We’ve been having an ongoing conversation about what it means to be a writer these days, and how to make a living while trying to live ethically, to push against the social media and corporate behemoth that pigeonhole and squeeze us into ever narrower channels of profitable content creation. One of the basic puzzles comes down to this: How can you write against a system when, as a writer, the octopus stranglehold of Amazon/Facebook/the Big Five (or is it Four now?) Publishers has become the air you breathe, the sea you swim in, the limitless horizon of your life? Cara’s choice, like mine, has been to work with independents, but the independents can’t breathe without Amazon for sales or Facebook for promotion. How did publishing, and as a result, writing, become so toxically entwined with so much of what is, to use a word Walter Kirn loves to throw around, evil in modern society?
It’s not a question to be answered over an omelet, and we’re soon wandering the streets, busy on a Saturday. Posters and banners abound, as does graffiti, against fascism, against white pride, against the Airbnb invasion. But the signs of gentrification are everywhere. A communally run taverna is now a chic wine and pizza joint. Flashy sunglass stores hog the street just a block from the main square, the heart of much activist activity in the neighborhood. Riot cops stand idly on corners, in full regalia, staring into their phones. And the once-crowded square is mostly empty. Gone are the kids, the anarchists, the fuck you life. It’s obvious that a new face is being forcibly painted onto old streets. There’s even a plan to make it stylish with new cafes and bookstores, therefore safe for the Gucci-sporting denizens of upmarket Kolonaki, only a five minute Uber away, if traffic’s good. And of course, where the square is now will be a new Metro station, next stop Kolonaki.

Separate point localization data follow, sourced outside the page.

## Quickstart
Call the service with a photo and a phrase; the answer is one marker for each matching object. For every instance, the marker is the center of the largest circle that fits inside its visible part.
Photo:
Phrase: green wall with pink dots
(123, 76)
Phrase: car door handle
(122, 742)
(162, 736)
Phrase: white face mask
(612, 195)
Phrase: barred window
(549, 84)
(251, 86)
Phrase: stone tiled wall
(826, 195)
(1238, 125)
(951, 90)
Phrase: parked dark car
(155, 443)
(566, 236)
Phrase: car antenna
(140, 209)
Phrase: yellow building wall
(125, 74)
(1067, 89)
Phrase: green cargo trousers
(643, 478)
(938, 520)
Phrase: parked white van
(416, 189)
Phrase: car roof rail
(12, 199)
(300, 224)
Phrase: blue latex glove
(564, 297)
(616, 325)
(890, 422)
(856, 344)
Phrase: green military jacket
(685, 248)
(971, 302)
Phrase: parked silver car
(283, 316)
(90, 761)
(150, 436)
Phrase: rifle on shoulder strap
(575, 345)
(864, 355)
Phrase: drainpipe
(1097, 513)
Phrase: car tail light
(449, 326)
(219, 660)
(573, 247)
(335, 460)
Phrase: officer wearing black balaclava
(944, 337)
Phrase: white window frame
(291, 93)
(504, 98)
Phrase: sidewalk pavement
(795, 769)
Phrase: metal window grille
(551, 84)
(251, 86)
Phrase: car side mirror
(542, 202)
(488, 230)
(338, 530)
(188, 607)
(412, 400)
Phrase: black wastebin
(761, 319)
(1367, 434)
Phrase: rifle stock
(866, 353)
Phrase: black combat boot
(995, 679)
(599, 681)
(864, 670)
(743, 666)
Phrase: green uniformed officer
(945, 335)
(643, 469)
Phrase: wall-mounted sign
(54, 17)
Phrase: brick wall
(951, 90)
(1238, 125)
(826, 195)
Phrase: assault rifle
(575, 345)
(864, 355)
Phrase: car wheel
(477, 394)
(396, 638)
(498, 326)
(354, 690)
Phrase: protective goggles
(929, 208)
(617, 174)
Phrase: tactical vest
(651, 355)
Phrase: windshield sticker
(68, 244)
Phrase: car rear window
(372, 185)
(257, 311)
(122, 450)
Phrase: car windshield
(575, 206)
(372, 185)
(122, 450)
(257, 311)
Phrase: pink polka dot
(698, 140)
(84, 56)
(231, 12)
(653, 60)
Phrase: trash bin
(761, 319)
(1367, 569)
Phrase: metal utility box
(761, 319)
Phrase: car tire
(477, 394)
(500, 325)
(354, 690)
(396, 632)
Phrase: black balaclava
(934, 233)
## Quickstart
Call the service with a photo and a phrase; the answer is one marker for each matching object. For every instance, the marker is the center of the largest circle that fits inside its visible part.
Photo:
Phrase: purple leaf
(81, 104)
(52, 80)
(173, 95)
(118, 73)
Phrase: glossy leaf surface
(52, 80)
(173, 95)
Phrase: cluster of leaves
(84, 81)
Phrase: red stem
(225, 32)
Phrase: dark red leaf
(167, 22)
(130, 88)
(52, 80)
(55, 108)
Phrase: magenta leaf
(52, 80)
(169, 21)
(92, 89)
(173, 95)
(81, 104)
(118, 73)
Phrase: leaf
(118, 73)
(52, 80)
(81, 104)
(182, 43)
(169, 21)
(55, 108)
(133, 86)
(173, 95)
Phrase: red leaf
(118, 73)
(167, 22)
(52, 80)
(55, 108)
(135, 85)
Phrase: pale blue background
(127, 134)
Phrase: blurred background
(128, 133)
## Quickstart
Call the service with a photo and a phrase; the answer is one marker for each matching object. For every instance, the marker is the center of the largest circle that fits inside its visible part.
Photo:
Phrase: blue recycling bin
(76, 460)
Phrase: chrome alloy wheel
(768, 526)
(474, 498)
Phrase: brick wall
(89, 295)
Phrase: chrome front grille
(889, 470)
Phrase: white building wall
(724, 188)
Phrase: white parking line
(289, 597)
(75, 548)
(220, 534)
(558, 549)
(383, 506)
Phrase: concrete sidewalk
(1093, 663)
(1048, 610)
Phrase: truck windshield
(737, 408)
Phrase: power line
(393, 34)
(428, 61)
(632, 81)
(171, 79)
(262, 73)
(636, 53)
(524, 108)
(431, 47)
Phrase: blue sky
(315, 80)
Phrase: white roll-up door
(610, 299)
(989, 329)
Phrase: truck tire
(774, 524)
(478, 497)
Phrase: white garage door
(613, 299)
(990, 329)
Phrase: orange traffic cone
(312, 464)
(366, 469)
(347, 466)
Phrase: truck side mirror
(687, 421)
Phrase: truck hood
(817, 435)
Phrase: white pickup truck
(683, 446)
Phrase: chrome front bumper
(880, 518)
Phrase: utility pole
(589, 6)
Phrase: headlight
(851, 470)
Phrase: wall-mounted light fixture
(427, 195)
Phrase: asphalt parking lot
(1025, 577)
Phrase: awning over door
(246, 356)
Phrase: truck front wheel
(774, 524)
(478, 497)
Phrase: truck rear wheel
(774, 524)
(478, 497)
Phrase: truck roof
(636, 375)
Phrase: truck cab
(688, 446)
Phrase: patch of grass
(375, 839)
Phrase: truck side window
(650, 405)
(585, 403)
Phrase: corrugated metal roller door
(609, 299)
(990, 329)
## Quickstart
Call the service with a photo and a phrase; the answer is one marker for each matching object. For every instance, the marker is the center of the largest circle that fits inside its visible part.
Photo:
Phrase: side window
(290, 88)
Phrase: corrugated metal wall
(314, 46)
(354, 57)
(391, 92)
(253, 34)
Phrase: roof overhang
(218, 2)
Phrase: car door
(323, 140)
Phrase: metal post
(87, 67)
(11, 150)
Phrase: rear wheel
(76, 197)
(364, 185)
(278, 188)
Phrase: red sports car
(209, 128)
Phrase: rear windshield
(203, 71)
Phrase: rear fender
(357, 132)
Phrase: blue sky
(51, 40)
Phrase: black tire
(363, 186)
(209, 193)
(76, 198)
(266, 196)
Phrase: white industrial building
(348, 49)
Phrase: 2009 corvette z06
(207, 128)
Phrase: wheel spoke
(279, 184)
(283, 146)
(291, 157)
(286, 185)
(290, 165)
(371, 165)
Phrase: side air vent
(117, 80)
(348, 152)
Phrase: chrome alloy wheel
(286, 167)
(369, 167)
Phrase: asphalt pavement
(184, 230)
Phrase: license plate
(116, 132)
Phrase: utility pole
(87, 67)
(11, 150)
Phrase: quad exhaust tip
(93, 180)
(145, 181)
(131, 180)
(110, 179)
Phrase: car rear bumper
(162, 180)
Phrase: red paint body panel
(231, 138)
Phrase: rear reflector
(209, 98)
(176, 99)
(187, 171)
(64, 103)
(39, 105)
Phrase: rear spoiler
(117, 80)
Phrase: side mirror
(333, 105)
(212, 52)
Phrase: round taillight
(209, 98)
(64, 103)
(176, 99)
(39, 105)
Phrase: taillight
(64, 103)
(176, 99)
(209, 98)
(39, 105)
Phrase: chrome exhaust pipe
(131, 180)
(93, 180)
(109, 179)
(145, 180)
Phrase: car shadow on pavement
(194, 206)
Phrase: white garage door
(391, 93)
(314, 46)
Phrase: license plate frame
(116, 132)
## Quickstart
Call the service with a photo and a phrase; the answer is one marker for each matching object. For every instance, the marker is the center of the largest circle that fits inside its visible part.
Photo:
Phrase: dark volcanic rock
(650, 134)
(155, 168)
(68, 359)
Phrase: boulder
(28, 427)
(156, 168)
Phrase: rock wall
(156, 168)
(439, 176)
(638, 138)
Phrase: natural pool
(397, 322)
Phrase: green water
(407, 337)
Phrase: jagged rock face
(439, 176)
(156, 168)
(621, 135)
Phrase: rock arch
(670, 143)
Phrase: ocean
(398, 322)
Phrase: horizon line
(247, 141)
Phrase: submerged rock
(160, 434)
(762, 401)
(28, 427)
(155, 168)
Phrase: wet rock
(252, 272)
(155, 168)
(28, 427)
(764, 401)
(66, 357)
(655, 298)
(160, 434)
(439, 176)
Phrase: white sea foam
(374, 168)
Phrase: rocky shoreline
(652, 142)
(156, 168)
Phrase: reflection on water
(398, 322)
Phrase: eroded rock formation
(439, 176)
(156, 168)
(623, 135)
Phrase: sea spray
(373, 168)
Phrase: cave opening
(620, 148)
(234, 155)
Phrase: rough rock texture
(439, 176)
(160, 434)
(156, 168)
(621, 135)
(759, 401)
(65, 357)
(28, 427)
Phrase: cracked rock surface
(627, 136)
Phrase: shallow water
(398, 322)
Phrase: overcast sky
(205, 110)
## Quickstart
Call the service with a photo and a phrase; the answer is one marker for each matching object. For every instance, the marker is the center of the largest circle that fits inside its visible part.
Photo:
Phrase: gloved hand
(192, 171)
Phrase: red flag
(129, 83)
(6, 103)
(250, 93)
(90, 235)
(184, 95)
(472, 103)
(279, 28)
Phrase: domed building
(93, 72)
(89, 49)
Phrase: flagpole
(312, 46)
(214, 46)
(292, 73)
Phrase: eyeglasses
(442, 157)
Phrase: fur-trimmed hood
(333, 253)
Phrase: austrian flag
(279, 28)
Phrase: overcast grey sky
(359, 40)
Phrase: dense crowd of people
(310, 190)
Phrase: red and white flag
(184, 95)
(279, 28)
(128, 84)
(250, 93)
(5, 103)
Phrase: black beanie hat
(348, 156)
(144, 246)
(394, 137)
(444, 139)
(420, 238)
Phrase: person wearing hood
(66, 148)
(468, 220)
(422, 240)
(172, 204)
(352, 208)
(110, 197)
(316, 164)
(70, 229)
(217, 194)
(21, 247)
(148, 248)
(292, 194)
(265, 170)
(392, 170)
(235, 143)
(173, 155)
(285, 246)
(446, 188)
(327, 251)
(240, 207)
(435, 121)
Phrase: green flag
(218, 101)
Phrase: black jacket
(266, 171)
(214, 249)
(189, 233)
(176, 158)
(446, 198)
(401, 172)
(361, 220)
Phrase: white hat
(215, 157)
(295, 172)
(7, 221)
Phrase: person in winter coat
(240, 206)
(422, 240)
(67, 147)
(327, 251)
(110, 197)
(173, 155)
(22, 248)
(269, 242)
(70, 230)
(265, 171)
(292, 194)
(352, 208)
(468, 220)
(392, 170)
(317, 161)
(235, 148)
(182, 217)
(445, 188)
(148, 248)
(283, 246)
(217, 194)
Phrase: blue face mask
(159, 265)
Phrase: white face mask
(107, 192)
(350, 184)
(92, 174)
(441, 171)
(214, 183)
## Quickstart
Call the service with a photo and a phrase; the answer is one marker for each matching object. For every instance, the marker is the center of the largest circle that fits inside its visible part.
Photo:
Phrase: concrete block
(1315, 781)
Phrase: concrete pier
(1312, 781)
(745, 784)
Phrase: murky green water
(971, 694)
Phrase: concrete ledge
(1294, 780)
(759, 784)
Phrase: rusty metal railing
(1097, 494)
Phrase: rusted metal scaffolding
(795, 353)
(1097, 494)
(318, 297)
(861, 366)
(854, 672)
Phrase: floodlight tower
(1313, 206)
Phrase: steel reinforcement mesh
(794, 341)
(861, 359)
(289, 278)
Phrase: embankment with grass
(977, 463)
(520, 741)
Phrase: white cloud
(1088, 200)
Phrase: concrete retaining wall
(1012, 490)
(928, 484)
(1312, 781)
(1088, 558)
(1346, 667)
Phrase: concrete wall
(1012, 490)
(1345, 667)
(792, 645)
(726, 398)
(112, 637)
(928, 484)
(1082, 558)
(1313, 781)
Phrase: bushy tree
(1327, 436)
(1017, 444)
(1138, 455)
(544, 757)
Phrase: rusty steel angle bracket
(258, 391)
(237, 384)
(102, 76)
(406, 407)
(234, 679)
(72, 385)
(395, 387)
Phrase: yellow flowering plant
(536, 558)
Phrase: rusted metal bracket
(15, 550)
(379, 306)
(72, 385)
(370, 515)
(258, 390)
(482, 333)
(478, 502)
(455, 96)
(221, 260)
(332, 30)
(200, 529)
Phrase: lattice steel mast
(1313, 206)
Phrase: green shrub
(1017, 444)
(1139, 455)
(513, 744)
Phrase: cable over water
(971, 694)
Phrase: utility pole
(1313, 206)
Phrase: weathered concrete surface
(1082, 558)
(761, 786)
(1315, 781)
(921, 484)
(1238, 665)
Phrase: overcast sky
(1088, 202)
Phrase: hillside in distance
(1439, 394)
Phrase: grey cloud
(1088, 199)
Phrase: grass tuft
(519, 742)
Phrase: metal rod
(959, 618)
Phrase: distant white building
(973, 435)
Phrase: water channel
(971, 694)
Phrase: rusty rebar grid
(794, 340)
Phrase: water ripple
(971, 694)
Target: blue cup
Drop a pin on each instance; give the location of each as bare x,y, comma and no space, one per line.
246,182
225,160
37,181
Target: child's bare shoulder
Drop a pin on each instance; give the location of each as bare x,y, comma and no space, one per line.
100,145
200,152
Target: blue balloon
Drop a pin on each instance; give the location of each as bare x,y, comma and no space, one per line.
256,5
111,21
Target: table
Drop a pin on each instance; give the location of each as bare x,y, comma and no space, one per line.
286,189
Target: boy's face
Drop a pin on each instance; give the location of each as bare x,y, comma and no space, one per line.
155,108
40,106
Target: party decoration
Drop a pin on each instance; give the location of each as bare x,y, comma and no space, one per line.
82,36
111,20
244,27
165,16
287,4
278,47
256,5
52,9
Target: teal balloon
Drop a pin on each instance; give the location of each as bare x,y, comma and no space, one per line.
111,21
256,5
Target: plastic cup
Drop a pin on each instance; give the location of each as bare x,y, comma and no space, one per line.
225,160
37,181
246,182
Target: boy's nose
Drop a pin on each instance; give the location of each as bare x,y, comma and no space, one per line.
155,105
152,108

With safety comes money, and maybe painting on a new face is all you need. Athens has had countless faces over the centuries, and its current one, bedraggled, down at heel, chaotic, wild, is much of what endeared the city to me. It’s not an easy city; much of its beauty lies in the sense of its ruin, which is palpable. Years of neglect, of little, or no, urban planning, of unchecked greed, of an everyone for themselves attitude, it’s all visible on the streets here. But take that away, and what do you have? Another cookie-cutter European capital with its deathly rows of cookie-cutter franchises and stores (and people). And as writers, as we brand ourselves to build our platforms and grow (ha!) our audiences, it’s the sharp edges that begin to vanish, the uncontrolled moments, the momentary shafts of light that cast into relief those parts of our souls that just might illuminate.